White cops stop a black man. They suspect him, arrest him. Hit him could kill him. Do that sometimes too. He doesn’t have a chance to fight back. What was commonplace in the US of “Jim Crow” laws before the civil rights movement of the 1960s is still a constant threat to black people today. Every cop and every black person knows the magic words that give violent police officers a clean bill of health: “I feared for my life.”

Richard Wright’s novel The Man Underground begins with just such a scenario. Saturday night: Fred Daniels, domestic worker for the (supposedly white) Wooten family, has been toiling there for a week and is now heading home. He counts the money he has just earned, thinks about his pregnant wife and the service on Sunday, is happy about his life – until three white police officers stop him. A couple was killed, the Peabodys, in the house next door. The fact that Daniels committed the murder is clear to the police from the start.

Daniels tries to convince the cops of his innocence – which to them only confirms his guilt. All the names he invokes—Reverend Davis, the church choir, the Wootens—do the opposite. “Did you figure it out exactly, didn’t you, boy?” At the police station, the police beat him unconscious, with fists, with batons. They cheer each other on, congratulate each other for the pain inflicted.

The publishers of Harper decided at the time that there was too much police violence for the white public

Richard Wright was one of America’s most influential black authors. With “Native Son” he had written a bestseller in 1940, and this follow-up novel was to build on that. However, “The Man Underground” promised less success than the fate of the black double murderer Bigger Thomas described by Wright in “Native Son”, who in the end reconciles his guilt. Because Daniels is not only innocent — he goes insane trying to make amends. After the torture, he signs a false confession. Due to the carelessness of the police officers, he is able to flee soon after. So that they don’t find him, he opens a manhole cover and lets himself fall “down into the rushing, watery blackness of the underground”.

This “underground” is a traditional motif in US literature. Essayist Imani Perry points out that the name Fred Daniels is similar to that of Frederick Douglass. He was an abolitionist and slave, freed himself with false papers and wrote an autobiography, Narrative of the Life of Frederick Douglass, an American Slave, to which many black authors refer. And the “underground” sounds like the “underground railroad”: a conspiratorial network that helped an estimated 100,000 slaves to escape. Colson Whitehead wrote a novel about it a few years ago.

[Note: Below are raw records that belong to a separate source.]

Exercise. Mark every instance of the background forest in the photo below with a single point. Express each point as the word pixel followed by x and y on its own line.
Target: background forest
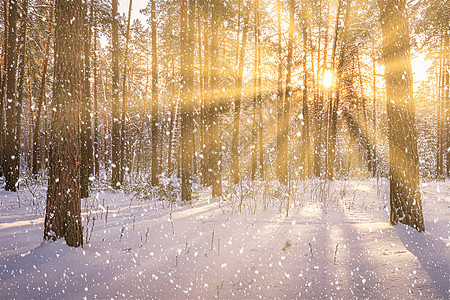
pixel 236 149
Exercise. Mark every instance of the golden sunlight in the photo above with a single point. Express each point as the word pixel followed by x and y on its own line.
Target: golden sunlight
pixel 327 80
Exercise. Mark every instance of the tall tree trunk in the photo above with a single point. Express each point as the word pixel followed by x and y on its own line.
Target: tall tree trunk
pixel 237 101
pixel 11 151
pixel 447 98
pixel 141 131
pixel 3 75
pixel 306 144
pixel 21 75
pixel 115 131
pixel 123 139
pixel 41 99
pixel 259 94
pixel 287 98
pixel 173 106
pixel 155 119
pixel 405 199
pixel 374 120
pixel 215 109
pixel 86 109
pixel 63 209
pixel 279 165
pixel 440 134
pixel 333 103
pixel 187 49
pixel 95 115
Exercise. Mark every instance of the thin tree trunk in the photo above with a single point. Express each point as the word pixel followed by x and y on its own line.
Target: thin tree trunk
pixel 115 131
pixel 259 95
pixel 405 200
pixel 21 76
pixel 141 131
pixel 3 86
pixel 86 108
pixel 214 111
pixel 186 99
pixel 95 116
pixel 11 153
pixel 333 103
pixel 41 99
pixel 237 101
pixel 63 209
pixel 123 162
pixel 306 153
pixel 155 119
pixel 255 147
pixel 279 164
pixel 287 98
pixel 172 122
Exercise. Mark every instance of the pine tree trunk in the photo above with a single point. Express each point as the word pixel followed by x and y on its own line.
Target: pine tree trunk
pixel 186 98
pixel 21 74
pixel 11 151
pixel 155 119
pixel 405 199
pixel 284 140
pixel 214 111
pixel 279 161
pixel 259 95
pixel 3 75
pixel 237 101
pixel 37 143
pixel 115 131
pixel 86 141
pixel 333 103
pixel 123 138
pixel 63 210
pixel 95 115
pixel 306 144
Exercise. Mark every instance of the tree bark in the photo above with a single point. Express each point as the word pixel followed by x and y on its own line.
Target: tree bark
pixel 123 139
pixel 187 20
pixel 115 131
pixel 155 119
pixel 235 151
pixel 21 75
pixel 405 199
pixel 86 108
pixel 41 99
pixel 11 151
pixel 63 209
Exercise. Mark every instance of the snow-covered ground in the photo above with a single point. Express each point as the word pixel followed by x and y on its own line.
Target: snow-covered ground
pixel 336 243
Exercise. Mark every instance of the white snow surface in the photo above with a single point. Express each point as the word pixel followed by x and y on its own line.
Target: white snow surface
pixel 336 243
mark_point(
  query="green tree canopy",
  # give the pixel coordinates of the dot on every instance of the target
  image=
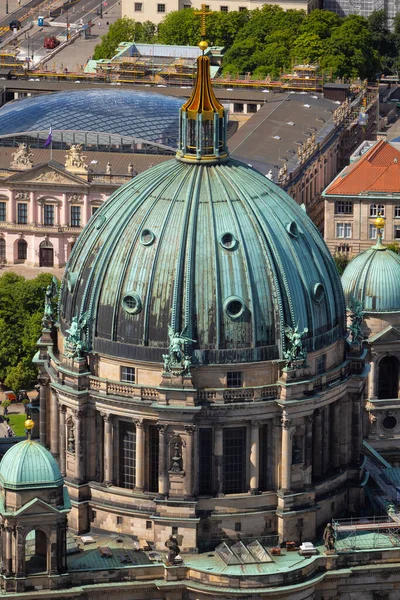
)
(21, 311)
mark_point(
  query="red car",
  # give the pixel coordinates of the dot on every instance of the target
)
(50, 43)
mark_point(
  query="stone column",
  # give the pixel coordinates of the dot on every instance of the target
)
(188, 466)
(108, 449)
(371, 379)
(139, 483)
(317, 444)
(9, 535)
(79, 445)
(286, 453)
(162, 461)
(335, 459)
(254, 457)
(308, 441)
(42, 404)
(55, 425)
(218, 458)
(63, 410)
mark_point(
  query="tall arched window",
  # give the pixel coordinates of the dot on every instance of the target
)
(22, 250)
(388, 381)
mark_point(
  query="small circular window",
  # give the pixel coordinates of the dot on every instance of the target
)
(228, 241)
(147, 237)
(234, 307)
(389, 422)
(132, 303)
(292, 230)
(100, 220)
(318, 293)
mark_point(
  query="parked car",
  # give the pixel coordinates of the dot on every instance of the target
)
(51, 42)
(15, 24)
(10, 395)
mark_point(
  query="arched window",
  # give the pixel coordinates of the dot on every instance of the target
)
(36, 552)
(388, 381)
(22, 250)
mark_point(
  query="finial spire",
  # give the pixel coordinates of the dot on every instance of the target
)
(379, 223)
(202, 132)
(29, 424)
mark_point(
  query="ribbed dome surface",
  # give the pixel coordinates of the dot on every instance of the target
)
(29, 465)
(373, 278)
(219, 249)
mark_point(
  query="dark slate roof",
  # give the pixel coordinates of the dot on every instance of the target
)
(273, 135)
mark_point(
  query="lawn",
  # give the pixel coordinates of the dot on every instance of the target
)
(17, 423)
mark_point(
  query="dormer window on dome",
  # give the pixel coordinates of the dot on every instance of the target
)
(202, 123)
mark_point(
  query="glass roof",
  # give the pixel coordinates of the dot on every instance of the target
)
(145, 115)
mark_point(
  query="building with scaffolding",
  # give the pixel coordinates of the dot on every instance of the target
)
(154, 64)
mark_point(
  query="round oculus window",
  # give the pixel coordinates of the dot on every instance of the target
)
(389, 422)
(147, 237)
(234, 307)
(292, 229)
(132, 303)
(228, 241)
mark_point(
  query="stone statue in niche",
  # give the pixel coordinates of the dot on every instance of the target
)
(22, 158)
(78, 340)
(176, 462)
(176, 361)
(51, 293)
(296, 354)
(173, 550)
(329, 537)
(356, 318)
(74, 159)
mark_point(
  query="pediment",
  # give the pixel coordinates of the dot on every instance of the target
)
(50, 173)
(386, 336)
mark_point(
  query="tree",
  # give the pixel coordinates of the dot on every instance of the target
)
(341, 262)
(21, 311)
(122, 30)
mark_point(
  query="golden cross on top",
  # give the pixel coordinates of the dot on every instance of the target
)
(203, 12)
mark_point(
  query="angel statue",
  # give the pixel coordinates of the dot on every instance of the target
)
(78, 339)
(296, 354)
(356, 319)
(51, 293)
(176, 361)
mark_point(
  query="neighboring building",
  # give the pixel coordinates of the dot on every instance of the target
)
(44, 205)
(363, 8)
(197, 382)
(154, 63)
(155, 11)
(369, 186)
(373, 279)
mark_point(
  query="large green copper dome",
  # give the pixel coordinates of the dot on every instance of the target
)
(373, 278)
(215, 247)
(29, 465)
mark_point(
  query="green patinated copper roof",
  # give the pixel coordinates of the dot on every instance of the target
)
(373, 278)
(185, 240)
(29, 465)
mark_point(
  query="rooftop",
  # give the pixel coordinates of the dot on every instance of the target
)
(376, 171)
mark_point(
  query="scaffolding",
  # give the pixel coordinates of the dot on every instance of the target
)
(367, 533)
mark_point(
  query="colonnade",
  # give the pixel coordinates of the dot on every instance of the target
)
(330, 437)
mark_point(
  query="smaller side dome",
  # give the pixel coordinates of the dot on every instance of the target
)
(373, 278)
(29, 465)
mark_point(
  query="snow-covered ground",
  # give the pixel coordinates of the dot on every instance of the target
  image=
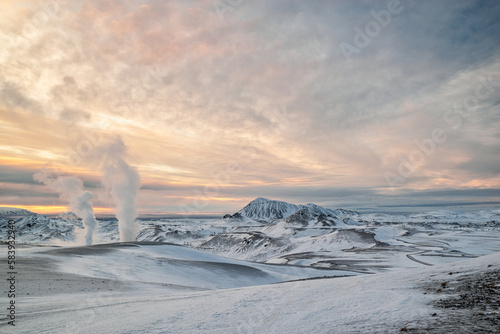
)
(272, 267)
(379, 303)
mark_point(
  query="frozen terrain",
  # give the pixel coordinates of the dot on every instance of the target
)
(272, 267)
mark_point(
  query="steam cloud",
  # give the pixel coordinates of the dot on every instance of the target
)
(123, 182)
(71, 190)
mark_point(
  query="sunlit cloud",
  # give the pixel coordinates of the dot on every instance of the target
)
(260, 101)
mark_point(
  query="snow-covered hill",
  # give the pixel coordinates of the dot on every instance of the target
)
(266, 210)
(404, 301)
(8, 212)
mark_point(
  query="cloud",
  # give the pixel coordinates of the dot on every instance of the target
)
(265, 87)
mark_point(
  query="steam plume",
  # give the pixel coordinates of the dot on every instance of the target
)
(123, 182)
(71, 190)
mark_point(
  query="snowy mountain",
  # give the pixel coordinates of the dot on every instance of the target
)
(265, 209)
(8, 212)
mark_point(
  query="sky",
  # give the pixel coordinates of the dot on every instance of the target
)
(352, 104)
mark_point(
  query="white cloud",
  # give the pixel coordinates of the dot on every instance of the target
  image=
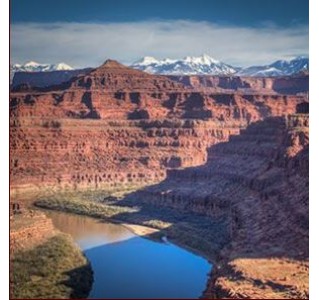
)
(89, 44)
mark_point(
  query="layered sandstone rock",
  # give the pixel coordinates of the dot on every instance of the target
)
(257, 85)
(116, 125)
(243, 156)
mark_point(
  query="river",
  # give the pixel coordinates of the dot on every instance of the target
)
(129, 266)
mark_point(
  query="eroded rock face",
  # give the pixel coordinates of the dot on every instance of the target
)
(243, 156)
(116, 125)
(281, 85)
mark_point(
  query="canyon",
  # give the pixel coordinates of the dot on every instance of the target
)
(229, 148)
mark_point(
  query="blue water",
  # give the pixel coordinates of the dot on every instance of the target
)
(129, 266)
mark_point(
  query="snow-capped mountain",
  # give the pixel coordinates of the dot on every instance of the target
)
(202, 65)
(33, 66)
(206, 65)
(278, 68)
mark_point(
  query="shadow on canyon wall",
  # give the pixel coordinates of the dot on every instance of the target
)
(249, 195)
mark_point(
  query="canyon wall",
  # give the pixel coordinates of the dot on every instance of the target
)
(117, 126)
(282, 85)
(242, 155)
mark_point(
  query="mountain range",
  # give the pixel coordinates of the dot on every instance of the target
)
(206, 65)
(202, 65)
(33, 66)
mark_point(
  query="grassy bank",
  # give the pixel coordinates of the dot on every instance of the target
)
(198, 233)
(56, 269)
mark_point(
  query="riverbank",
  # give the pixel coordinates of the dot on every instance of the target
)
(196, 233)
(56, 269)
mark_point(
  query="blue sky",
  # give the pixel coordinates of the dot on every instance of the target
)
(85, 33)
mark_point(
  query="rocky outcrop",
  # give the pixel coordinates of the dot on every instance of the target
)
(45, 79)
(243, 156)
(282, 85)
(116, 125)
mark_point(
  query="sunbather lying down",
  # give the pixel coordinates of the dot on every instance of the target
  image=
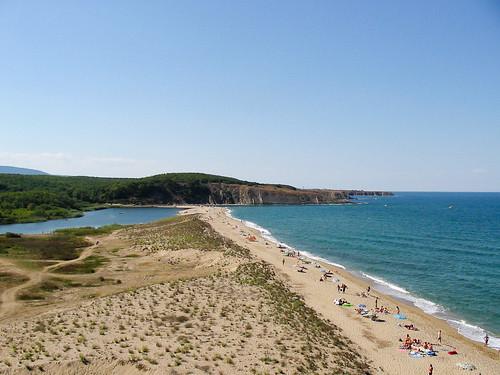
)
(411, 327)
(340, 301)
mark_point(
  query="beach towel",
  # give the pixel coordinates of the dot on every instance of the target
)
(466, 366)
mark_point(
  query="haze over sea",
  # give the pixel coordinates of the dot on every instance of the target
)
(440, 251)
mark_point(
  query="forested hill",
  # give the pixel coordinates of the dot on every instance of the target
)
(17, 170)
(26, 198)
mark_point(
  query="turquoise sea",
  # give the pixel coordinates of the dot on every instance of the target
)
(438, 251)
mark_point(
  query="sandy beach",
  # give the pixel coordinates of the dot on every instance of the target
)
(203, 293)
(378, 340)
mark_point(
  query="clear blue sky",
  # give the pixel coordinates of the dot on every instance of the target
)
(390, 95)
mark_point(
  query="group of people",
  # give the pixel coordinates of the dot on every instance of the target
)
(341, 288)
(417, 345)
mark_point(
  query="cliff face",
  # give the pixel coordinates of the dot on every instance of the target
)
(268, 194)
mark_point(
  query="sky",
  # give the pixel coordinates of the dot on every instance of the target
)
(389, 95)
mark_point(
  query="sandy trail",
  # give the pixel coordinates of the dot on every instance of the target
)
(9, 303)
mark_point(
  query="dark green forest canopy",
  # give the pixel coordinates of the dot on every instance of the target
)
(26, 198)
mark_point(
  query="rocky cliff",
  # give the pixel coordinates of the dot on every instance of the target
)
(222, 193)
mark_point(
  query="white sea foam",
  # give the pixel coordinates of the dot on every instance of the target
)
(474, 332)
(470, 331)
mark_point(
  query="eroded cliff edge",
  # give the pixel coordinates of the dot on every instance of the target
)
(221, 193)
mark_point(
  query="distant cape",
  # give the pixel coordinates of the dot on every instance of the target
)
(16, 170)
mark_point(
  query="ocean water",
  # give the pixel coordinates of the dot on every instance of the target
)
(438, 251)
(125, 215)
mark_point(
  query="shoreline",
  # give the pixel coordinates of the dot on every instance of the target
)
(376, 342)
(397, 292)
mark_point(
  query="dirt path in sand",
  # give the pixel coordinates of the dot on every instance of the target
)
(9, 302)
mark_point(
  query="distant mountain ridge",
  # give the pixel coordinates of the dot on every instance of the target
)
(27, 198)
(6, 169)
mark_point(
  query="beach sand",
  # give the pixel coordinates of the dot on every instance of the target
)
(193, 295)
(188, 301)
(378, 340)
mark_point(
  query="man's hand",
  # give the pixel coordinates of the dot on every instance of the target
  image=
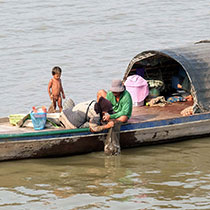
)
(106, 117)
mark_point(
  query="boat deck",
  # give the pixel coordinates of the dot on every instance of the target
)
(140, 114)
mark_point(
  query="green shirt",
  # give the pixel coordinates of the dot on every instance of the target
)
(123, 106)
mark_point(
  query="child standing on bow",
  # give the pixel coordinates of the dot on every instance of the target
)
(55, 89)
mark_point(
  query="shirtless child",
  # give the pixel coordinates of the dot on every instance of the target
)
(55, 88)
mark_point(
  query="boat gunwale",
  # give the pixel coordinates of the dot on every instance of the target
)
(124, 128)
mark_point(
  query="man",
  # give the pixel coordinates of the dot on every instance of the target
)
(86, 114)
(122, 106)
(121, 102)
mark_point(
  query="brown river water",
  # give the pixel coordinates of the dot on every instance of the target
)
(93, 42)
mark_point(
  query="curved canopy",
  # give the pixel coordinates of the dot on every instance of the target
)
(194, 59)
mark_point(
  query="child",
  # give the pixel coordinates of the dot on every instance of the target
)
(56, 86)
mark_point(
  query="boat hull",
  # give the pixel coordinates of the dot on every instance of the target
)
(56, 144)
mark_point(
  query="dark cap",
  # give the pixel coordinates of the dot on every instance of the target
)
(103, 105)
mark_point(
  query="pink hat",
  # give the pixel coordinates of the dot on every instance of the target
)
(117, 86)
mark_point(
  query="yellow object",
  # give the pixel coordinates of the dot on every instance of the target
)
(15, 118)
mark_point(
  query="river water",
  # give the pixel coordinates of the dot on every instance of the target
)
(93, 42)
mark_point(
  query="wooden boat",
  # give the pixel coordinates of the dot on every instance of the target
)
(148, 125)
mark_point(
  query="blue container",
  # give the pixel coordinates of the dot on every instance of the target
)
(38, 120)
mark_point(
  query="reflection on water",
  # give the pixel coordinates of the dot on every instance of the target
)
(156, 177)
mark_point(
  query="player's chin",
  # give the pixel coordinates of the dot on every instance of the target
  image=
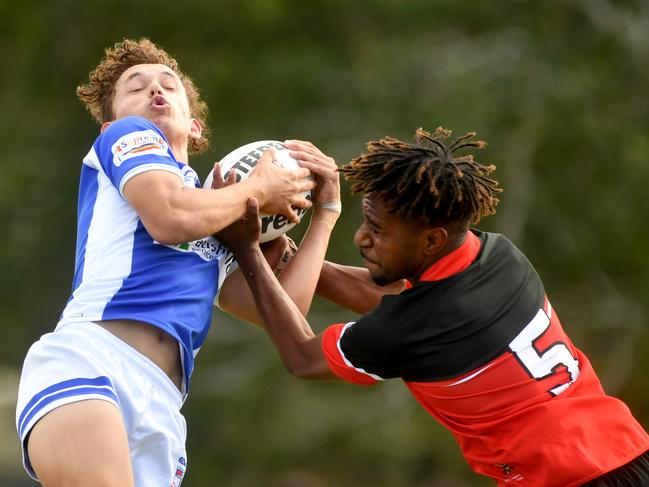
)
(376, 275)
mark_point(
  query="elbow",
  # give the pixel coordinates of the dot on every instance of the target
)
(168, 229)
(305, 370)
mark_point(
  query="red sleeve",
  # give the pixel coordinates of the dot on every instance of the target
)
(338, 364)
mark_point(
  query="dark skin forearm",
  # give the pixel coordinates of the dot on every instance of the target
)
(299, 348)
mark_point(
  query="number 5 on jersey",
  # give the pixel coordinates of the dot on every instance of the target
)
(544, 363)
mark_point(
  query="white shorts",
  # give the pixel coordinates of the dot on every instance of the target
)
(80, 361)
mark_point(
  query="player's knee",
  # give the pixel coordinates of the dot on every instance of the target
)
(81, 444)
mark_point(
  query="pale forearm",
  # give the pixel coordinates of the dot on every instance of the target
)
(195, 213)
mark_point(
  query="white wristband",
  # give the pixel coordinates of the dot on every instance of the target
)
(335, 206)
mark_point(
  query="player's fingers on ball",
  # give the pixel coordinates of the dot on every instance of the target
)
(253, 206)
(292, 216)
(301, 173)
(268, 155)
(300, 143)
(300, 202)
(305, 185)
(231, 178)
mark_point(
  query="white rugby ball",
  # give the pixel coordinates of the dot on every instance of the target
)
(243, 160)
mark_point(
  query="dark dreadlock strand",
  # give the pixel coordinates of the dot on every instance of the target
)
(426, 181)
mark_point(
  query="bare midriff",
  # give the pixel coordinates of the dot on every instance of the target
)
(157, 345)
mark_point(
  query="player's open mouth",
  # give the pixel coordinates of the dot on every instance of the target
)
(367, 261)
(159, 101)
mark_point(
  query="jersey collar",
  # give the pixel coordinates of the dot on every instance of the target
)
(455, 262)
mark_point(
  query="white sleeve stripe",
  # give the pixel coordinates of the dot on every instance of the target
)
(347, 362)
(466, 379)
(144, 168)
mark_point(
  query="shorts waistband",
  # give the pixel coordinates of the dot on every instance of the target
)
(140, 362)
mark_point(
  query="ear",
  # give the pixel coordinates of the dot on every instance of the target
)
(196, 129)
(434, 240)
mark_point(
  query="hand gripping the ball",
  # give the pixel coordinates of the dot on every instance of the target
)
(282, 189)
(326, 196)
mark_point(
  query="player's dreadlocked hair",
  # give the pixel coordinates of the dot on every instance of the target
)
(425, 181)
(97, 94)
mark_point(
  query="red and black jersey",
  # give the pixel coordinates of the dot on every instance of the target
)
(479, 346)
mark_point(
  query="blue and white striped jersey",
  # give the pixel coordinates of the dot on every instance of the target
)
(120, 271)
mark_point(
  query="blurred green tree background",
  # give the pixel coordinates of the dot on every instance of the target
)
(558, 89)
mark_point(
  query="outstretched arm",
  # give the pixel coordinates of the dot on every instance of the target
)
(299, 348)
(173, 213)
(300, 277)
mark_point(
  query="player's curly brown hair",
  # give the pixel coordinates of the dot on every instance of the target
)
(98, 93)
(425, 181)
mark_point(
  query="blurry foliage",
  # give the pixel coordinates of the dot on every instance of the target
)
(558, 89)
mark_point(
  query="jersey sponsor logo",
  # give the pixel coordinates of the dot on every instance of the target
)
(179, 474)
(207, 248)
(190, 178)
(133, 144)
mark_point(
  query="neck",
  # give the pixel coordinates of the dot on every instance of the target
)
(454, 242)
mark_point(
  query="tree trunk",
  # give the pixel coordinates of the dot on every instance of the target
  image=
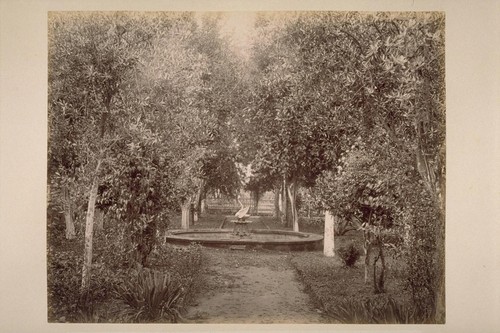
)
(197, 203)
(292, 194)
(185, 217)
(277, 211)
(68, 215)
(203, 206)
(380, 283)
(99, 219)
(284, 210)
(256, 198)
(433, 177)
(89, 228)
(329, 238)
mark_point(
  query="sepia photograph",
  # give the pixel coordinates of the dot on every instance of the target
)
(249, 166)
(246, 167)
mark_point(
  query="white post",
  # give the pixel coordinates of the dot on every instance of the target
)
(328, 240)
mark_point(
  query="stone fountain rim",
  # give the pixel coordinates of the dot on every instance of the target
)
(179, 235)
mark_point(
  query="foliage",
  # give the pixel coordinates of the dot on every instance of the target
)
(329, 285)
(371, 311)
(349, 254)
(184, 264)
(65, 299)
(150, 295)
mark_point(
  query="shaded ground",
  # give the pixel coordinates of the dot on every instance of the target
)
(252, 287)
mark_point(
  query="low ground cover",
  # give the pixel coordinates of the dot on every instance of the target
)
(342, 294)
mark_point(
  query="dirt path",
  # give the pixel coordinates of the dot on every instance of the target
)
(252, 287)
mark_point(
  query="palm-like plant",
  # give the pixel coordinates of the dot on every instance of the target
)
(150, 296)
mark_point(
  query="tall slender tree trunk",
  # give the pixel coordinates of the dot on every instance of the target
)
(433, 178)
(256, 198)
(197, 203)
(99, 219)
(277, 211)
(89, 230)
(68, 214)
(284, 204)
(292, 194)
(186, 212)
(329, 237)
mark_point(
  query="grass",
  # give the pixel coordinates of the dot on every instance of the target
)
(332, 285)
(339, 292)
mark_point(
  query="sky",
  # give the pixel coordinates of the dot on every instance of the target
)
(239, 27)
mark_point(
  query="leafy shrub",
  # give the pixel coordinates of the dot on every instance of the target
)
(184, 265)
(349, 254)
(66, 302)
(149, 296)
(375, 311)
(63, 284)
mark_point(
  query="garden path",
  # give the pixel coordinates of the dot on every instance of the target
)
(252, 287)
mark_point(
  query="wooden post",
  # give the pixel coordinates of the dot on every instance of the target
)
(328, 240)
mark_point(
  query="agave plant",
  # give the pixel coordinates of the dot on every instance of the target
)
(150, 296)
(375, 312)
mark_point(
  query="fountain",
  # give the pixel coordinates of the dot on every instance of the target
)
(241, 237)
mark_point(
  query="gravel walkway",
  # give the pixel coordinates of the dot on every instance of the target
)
(252, 287)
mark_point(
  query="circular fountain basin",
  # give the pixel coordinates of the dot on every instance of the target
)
(280, 240)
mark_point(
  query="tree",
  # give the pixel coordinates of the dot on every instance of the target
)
(381, 73)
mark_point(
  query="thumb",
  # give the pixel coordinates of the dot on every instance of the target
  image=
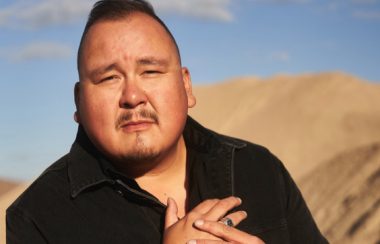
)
(171, 213)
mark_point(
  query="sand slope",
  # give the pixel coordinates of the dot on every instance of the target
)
(5, 200)
(305, 120)
(344, 196)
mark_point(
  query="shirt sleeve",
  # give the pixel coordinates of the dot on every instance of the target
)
(301, 225)
(21, 229)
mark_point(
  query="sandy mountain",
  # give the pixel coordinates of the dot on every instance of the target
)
(6, 185)
(324, 127)
(344, 196)
(305, 120)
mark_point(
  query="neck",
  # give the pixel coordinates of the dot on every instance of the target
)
(167, 177)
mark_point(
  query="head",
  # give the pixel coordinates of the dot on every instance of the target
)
(133, 95)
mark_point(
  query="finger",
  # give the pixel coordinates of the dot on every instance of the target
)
(236, 217)
(222, 207)
(226, 232)
(171, 216)
(203, 241)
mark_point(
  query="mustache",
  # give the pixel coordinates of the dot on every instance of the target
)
(140, 114)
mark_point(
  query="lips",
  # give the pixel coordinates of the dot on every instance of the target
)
(135, 126)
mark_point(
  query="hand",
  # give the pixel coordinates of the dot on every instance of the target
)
(228, 234)
(183, 230)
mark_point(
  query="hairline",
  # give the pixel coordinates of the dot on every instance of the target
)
(126, 15)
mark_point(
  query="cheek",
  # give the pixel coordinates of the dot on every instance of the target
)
(98, 108)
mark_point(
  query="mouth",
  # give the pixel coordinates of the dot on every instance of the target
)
(136, 126)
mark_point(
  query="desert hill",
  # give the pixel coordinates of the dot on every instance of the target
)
(5, 200)
(324, 127)
(305, 120)
(344, 195)
(6, 185)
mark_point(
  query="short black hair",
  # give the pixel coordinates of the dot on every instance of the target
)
(115, 10)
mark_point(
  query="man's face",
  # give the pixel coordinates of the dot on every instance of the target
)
(133, 95)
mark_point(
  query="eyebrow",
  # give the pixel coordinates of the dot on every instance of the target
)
(103, 70)
(152, 61)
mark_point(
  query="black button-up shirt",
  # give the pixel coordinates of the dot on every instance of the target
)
(82, 198)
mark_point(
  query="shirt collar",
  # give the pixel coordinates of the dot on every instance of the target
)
(88, 167)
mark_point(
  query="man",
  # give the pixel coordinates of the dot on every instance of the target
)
(141, 170)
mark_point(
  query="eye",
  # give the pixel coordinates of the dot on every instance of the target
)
(109, 78)
(151, 72)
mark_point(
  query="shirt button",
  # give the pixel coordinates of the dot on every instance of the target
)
(120, 192)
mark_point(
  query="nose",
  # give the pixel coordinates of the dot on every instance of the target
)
(132, 95)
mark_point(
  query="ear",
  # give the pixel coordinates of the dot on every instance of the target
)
(191, 100)
(76, 100)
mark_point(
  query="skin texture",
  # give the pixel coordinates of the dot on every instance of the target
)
(132, 101)
(133, 95)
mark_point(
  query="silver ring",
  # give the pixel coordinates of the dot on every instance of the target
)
(227, 221)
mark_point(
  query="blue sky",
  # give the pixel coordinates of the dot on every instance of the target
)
(219, 39)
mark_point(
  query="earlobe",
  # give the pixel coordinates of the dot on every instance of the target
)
(191, 100)
(76, 100)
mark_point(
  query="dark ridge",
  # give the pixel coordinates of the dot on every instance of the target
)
(362, 219)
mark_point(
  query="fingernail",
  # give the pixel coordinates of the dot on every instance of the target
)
(199, 222)
(239, 199)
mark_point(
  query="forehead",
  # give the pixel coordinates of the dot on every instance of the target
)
(135, 35)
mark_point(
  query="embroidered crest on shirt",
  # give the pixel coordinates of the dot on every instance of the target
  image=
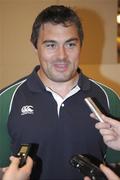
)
(28, 109)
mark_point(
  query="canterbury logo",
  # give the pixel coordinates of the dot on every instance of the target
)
(28, 109)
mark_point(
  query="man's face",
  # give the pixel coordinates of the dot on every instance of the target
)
(58, 52)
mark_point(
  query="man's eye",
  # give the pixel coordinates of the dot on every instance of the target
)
(50, 45)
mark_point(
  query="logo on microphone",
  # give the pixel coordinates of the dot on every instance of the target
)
(28, 109)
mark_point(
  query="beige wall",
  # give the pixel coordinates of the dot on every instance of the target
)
(99, 54)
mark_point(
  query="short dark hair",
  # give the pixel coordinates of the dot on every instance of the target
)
(56, 14)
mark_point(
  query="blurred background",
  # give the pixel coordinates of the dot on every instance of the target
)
(100, 57)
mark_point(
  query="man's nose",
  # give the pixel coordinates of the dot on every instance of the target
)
(62, 54)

The (literal) underground also protects Wright’s protagonist Fred Daniels, offering him a hiding place; however, he loses his identity there. “And then a strange new realization overwhelmed him: He was all men. In some unspeakable way he was everyone, and they were him.”

He forgets his wife, his child, his job; he wanders through the corridors and pipes, dazedly sees a black dead baby being washed past him, he robs a safe and papers the walls of his cave with the money. He discovers society from below and is never discovered himself.

In other stories, that would be a magical trick to lead the protagonist back to himself via the other. Here the counter-world leads into the splintered core of a broken human being. He no longer has a self.

His grandmother, who raised him, was a Seventh-day Adventist and expected the apocalypse at any moment, Wright writes in an essay accompanying the novel. Her faith collided with everyday objects, with blues music or secular books. “He was moody, torn, fragile, the daily necessities of life dismembering him. At the same time, he “connected the things in their environment to form a meaningful value structure”: paradise, salvation, hell. An allegorical way of life for which things have “no real meaning”. Who randomly assigns them one – because those who lived that way know “this world wasn’t for them.”

This is how Wright characterizes not only the thinking of his grandmother, but that of “millions of black people in America”. A story about her only really begins when she leaves behind the details of her individual life. In other words: “if my protagonist broke”.

Fred Daniels shatters from a beating. “He had a horrifying feeling that these men even knew what he was going to do in every future moment of his life, no matter how long he lived.” Daniels yields to her power — and ends up taking it more seriously than she takes herself . He transcends her madness and soon thinks everyone is guilty. The underground lets him detach the old meanings and rearrange them according to a crude messianism.

Wright understands this schizophrenic state as the basis for freedom, without making a plea for police violence. Rather, the dreamlike space of the underground serves Wright and his protagonist to overcome racist heteronomy; “throw oneself into a formless night and create a new world”. Art is the first place to defeat violence.